中吉氏:トップページの画像には、 Bingのページで毎日新鮮な発見をしてほしい、というメッセージを込めています。多くの場合はグローバルで同じ画像を表示していますが、月に5~6枚は日本独自の画像も表示されます。

 狙いは、大きく3つあります。まず、Bingのブランドイメージを確立するため。自社の宣伝をするのではなく、“新しいものを発見するためにBingを使ってほしい”というメッセージを伝えるのが目的です。そのために、きれいな画像や面白い画像、何か新しい発見がある画像などを取り上げるようにしています。

 次が、検索の入り口としてユーザーに活用してほしいというもの。
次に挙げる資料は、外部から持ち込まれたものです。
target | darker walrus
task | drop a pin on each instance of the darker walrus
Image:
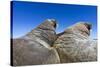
(74, 45)
(35, 47)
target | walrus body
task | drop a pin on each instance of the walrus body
(74, 45)
(35, 47)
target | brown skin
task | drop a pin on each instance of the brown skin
(35, 47)
(73, 45)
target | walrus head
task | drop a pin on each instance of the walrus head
(82, 28)
(49, 24)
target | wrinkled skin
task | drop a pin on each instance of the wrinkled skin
(35, 47)
(74, 45)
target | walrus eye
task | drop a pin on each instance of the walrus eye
(88, 25)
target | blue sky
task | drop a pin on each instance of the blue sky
(28, 15)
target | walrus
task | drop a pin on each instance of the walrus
(34, 48)
(74, 45)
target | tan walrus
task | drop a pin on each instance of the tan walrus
(74, 45)
(35, 47)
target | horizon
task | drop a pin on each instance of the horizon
(28, 15)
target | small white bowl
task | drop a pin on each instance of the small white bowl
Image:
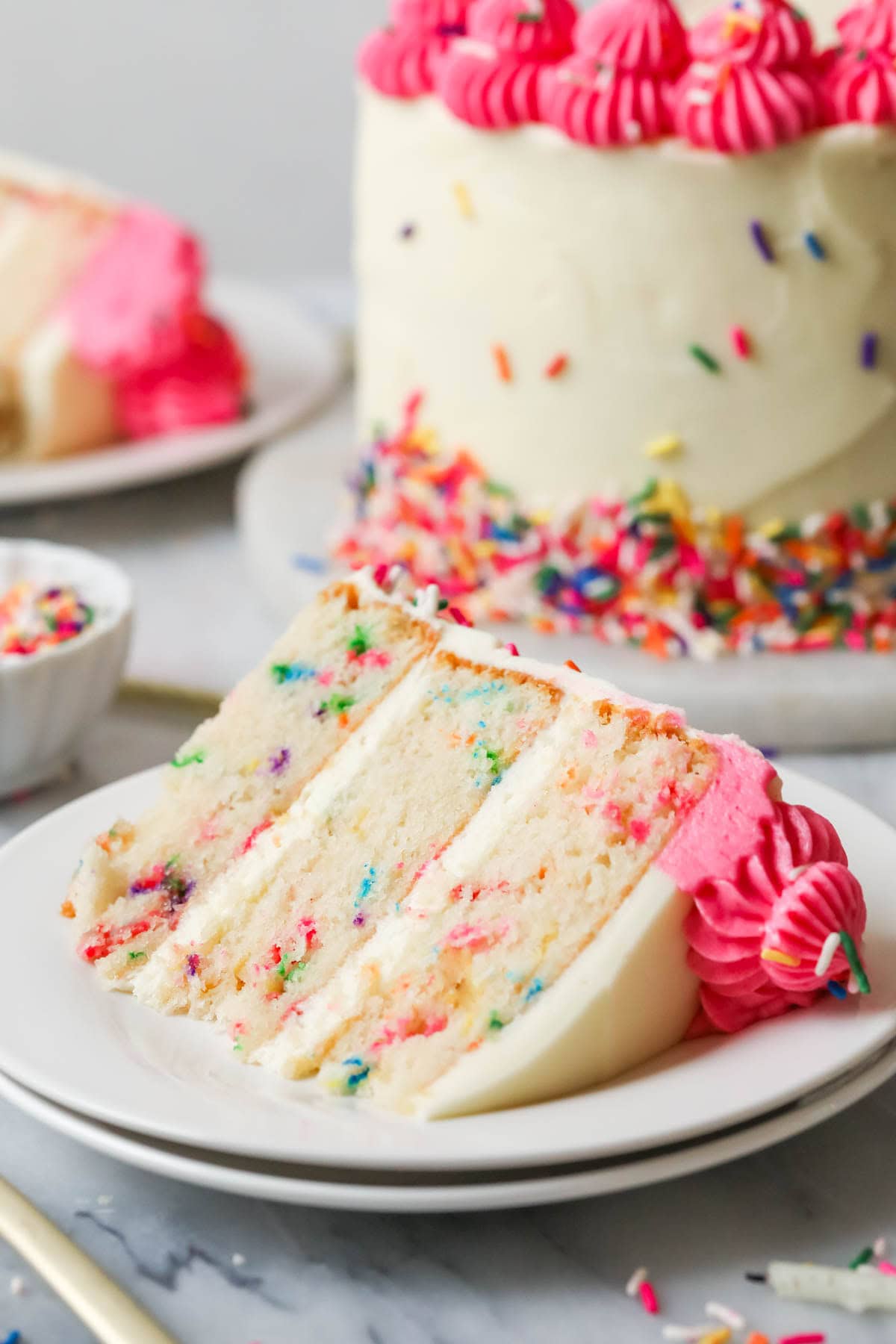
(49, 699)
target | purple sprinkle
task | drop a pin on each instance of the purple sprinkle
(761, 241)
(309, 564)
(280, 761)
(869, 349)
ホットスポットや画像の下の領域に、それがどこの写真なのかといった説明文や、関連する画像を検索するためのリンクなどを表示しています。ここから、情報検索を実行できるのです。

 三つ目は、これはとても重要だと考えているのですが、日本のユーザーに合わせた情報提供をするということ。マイクロソフトは米国に本社がありますが、日本向けのBingは、日本のユーザーに向けて作っています。そこでトップページでも、日本の文化やイベントに合った画像を表示しています。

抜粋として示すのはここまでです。